Unit Perlindungan Perempuan dan Anak (PPA) Satreskrim Polres Gresik berhasil mengamankan seorang pria berinisial AR (44), seorang karyawan swasta, atas dugaan tindak pidana persetubuhan terhadap anak di bawah umur. Pelaku ditangkap di Kecamatan Kebomas, Kabupaten Gresik, setelah laporan diterima oleh pihak kepolisian.
Korban dalam kasus ini adalah seorang pelajar laki-laki berusia 13 tahun, yang juga merupakan warga Kecamatan Kebomas. Peristiwa pencabulan ini dilaporkan terjadi di toilet laki-laki salah satu masjid yang berlokasi di Jalan dr. Wahidin Sudirohusodo, Gresik.

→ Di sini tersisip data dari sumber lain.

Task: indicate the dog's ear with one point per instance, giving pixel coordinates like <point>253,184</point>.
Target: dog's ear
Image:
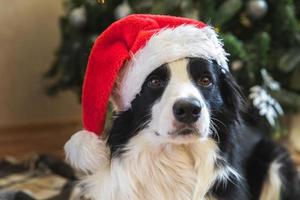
<point>232,94</point>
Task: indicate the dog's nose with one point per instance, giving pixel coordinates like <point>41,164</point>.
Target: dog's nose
<point>187,110</point>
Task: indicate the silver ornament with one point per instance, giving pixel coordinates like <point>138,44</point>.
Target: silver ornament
<point>77,17</point>
<point>122,10</point>
<point>257,9</point>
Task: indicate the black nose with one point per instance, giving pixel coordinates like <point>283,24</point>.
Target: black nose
<point>187,110</point>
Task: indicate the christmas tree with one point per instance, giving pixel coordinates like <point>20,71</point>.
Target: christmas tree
<point>261,36</point>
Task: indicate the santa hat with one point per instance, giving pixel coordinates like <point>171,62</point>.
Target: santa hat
<point>127,52</point>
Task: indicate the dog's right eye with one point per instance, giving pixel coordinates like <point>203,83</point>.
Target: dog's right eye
<point>155,82</point>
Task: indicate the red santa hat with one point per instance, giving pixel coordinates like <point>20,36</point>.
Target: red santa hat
<point>121,59</point>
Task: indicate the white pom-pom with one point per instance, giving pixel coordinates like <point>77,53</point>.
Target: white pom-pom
<point>86,151</point>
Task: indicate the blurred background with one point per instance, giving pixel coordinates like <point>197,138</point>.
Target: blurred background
<point>43,55</point>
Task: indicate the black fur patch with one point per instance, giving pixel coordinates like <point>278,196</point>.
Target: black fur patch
<point>128,123</point>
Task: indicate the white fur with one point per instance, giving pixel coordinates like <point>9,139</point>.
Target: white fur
<point>163,167</point>
<point>179,86</point>
<point>272,185</point>
<point>86,151</point>
<point>167,46</point>
<point>149,170</point>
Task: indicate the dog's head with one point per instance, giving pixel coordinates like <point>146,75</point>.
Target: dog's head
<point>179,102</point>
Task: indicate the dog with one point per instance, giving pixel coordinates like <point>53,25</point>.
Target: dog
<point>185,138</point>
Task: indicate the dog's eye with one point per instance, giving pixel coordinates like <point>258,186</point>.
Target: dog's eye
<point>155,82</point>
<point>204,81</point>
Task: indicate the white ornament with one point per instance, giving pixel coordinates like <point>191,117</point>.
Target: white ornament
<point>122,10</point>
<point>256,9</point>
<point>266,105</point>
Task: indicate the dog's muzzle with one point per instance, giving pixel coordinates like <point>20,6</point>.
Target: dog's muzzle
<point>187,110</point>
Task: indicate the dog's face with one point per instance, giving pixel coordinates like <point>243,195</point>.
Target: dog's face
<point>180,102</point>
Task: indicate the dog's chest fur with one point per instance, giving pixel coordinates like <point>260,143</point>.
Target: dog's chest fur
<point>178,172</point>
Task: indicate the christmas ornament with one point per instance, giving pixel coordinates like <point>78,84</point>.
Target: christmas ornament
<point>77,17</point>
<point>266,105</point>
<point>122,10</point>
<point>256,9</point>
<point>135,45</point>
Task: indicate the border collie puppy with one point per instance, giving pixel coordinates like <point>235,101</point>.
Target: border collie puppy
<point>184,138</point>
<point>181,135</point>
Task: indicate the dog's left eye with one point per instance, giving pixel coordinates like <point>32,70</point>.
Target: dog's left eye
<point>155,82</point>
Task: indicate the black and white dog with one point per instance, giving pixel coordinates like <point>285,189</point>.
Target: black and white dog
<point>184,138</point>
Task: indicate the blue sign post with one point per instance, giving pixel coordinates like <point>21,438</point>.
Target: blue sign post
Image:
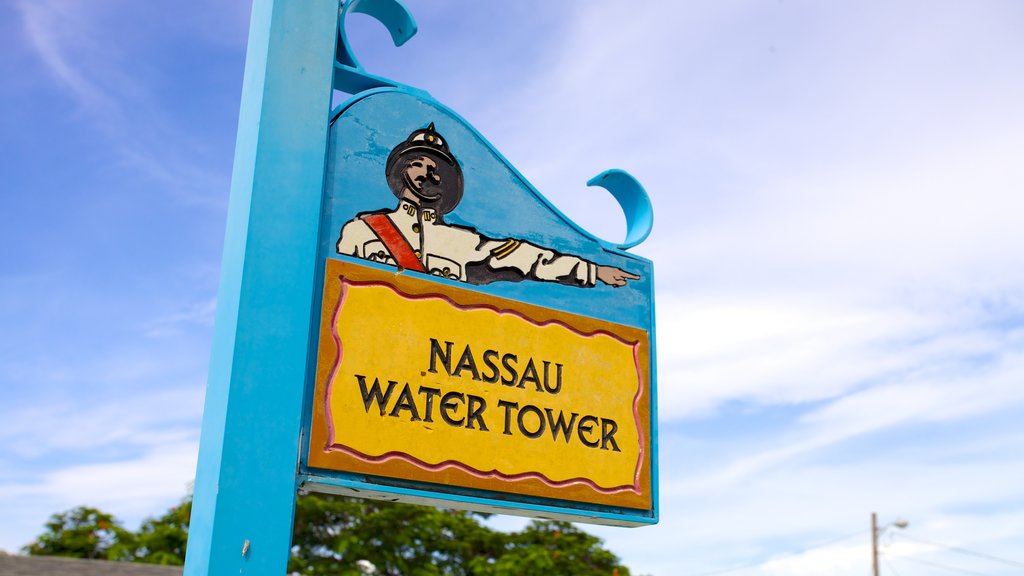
<point>244,501</point>
<point>528,388</point>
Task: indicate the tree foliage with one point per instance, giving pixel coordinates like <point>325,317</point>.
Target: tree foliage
<point>83,532</point>
<point>339,536</point>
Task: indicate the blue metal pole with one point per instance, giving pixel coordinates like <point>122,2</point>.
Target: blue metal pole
<point>244,500</point>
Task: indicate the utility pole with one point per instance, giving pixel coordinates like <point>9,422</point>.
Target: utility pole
<point>875,544</point>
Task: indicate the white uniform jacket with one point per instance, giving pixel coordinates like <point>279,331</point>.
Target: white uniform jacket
<point>461,253</point>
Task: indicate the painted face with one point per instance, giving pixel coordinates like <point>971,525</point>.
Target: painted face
<point>422,178</point>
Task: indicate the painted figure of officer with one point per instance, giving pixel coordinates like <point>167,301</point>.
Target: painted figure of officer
<point>422,172</point>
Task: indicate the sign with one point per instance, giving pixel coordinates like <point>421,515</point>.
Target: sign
<point>402,316</point>
<point>436,383</point>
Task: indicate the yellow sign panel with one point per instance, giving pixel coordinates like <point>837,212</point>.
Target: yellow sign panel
<point>429,382</point>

Menurut keterangan polisi, kejadian pertama diduga berlangsung pada pertengahan Maret 2026 sekitar pukul 21.00 WIB. Sementara itu, peristiwa kedua terjadi pada Jumat, 3 April 2026, sekitar pukul 20.30 WIB.
Kronologi bermula ketika korban selesai mengaji. Pelaku AR kemudian mengajak korban untuk pergi minum kopi dengan menggunakan sepeda motor. Di tengah perjalanan, pelaku beralasan hendak ke toilet dan meminta korban untuk menemaninya.

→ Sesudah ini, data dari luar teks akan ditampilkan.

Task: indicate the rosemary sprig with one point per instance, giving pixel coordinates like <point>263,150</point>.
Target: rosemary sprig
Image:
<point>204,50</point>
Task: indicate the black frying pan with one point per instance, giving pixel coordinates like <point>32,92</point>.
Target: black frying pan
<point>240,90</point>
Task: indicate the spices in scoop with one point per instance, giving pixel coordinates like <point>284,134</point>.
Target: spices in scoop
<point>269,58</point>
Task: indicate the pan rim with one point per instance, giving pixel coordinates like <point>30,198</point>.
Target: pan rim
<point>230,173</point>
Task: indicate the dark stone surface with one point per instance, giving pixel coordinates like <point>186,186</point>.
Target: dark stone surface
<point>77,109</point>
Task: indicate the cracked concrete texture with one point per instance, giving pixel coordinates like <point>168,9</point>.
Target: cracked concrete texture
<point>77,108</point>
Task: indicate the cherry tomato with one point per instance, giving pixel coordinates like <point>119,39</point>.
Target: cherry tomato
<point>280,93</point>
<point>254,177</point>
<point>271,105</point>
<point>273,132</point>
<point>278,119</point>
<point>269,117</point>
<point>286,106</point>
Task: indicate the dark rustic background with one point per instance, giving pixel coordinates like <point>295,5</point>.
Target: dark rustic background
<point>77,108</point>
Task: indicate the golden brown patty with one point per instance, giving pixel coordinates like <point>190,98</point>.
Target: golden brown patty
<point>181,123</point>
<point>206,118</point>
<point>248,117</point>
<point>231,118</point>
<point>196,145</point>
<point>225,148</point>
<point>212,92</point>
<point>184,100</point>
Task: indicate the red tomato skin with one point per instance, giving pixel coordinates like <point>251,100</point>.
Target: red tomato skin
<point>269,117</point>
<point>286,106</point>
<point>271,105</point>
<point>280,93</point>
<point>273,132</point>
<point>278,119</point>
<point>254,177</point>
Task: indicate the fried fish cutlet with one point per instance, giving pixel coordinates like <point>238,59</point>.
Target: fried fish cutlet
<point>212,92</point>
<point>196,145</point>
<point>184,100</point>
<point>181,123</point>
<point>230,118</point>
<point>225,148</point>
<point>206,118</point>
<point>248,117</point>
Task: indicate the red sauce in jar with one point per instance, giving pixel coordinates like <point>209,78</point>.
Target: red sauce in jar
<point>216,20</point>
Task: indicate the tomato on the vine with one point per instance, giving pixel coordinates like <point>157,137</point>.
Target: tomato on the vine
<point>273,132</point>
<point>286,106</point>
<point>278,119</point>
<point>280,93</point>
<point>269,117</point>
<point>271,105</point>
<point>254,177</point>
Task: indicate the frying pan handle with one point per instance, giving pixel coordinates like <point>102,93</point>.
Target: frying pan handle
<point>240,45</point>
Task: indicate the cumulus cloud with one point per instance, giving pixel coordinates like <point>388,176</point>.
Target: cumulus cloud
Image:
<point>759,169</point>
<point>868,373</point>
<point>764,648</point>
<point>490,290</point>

Sesampainya di lokasi, pelaku mengajak korban masuk ke dalam kamar mandi yang dalam kondisi tertutup. Di situlah, pelaku diduga melakukan tindakan pencabulan secara paksa terhadap korban.

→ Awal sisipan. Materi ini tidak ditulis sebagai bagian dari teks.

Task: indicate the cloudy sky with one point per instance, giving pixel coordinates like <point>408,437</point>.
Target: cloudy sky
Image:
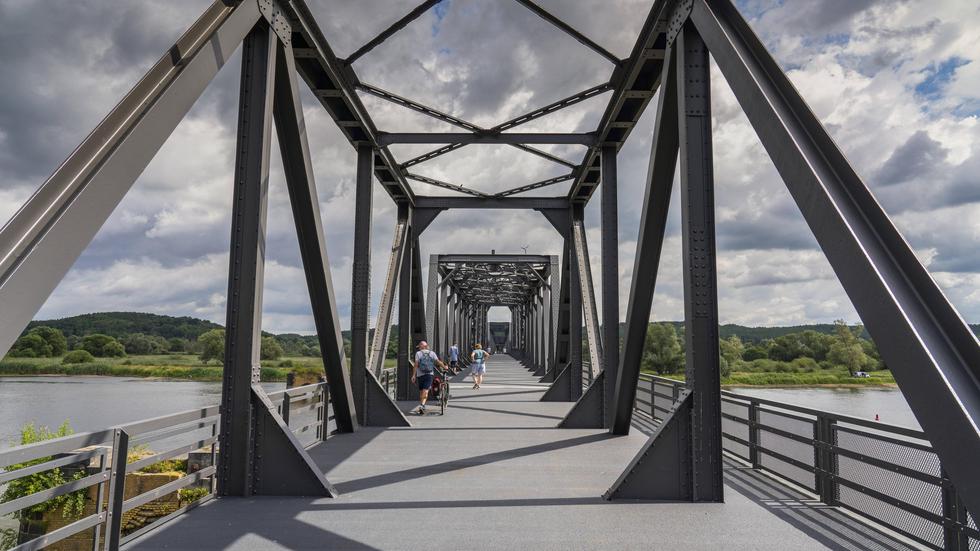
<point>897,83</point>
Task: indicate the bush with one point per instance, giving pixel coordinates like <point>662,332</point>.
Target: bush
<point>103,346</point>
<point>31,345</point>
<point>71,504</point>
<point>212,344</point>
<point>78,357</point>
<point>270,349</point>
<point>190,495</point>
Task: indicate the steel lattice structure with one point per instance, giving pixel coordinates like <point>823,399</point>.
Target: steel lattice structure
<point>934,356</point>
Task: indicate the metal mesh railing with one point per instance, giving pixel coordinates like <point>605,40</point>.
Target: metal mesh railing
<point>885,473</point>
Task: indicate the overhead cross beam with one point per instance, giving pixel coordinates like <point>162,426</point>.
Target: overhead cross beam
<point>568,138</point>
<point>332,82</point>
<point>569,30</point>
<point>636,80</point>
<point>522,119</point>
<point>445,185</point>
<point>394,28</point>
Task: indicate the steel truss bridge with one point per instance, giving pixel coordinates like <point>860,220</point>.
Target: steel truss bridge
<point>677,445</point>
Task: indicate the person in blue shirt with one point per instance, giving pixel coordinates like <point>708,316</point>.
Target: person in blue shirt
<point>479,358</point>
<point>454,358</point>
<point>423,371</point>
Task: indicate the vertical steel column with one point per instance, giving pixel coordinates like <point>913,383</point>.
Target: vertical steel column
<point>418,297</point>
<point>610,282</point>
<point>554,291</point>
<point>304,200</point>
<point>432,305</point>
<point>247,261</point>
<point>649,242</point>
<point>442,331</point>
<point>575,313</point>
<point>698,233</point>
<point>403,391</point>
<point>361,280</point>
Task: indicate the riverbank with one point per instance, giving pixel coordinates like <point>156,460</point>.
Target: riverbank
<point>182,367</point>
<point>738,379</point>
<point>187,367</point>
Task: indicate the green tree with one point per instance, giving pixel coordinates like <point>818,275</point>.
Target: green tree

Setelah menerima laporan dari masyarakat, anggota Satreskrim Polres Gresik segera bergerak cepat melakukan penindakan. Kurang dari tiga jam setelah kejadian terakhir, tepatnya sekitar pukul 22.30 WIB, pelaku AR berhasil diamankan di lokasi kejadian. Pelaku kini menjalani proses hukum lebih lanjut.
Dalam pengungkapan kasus ini, petugas turut mengamankan sejumlah barang bukti. Barang bukti tersebut meliputi pakaian korban dan pelaku, serta satu unit sepeda motor Yamaha Mio berwarna merah yang digunakan saat kejadian.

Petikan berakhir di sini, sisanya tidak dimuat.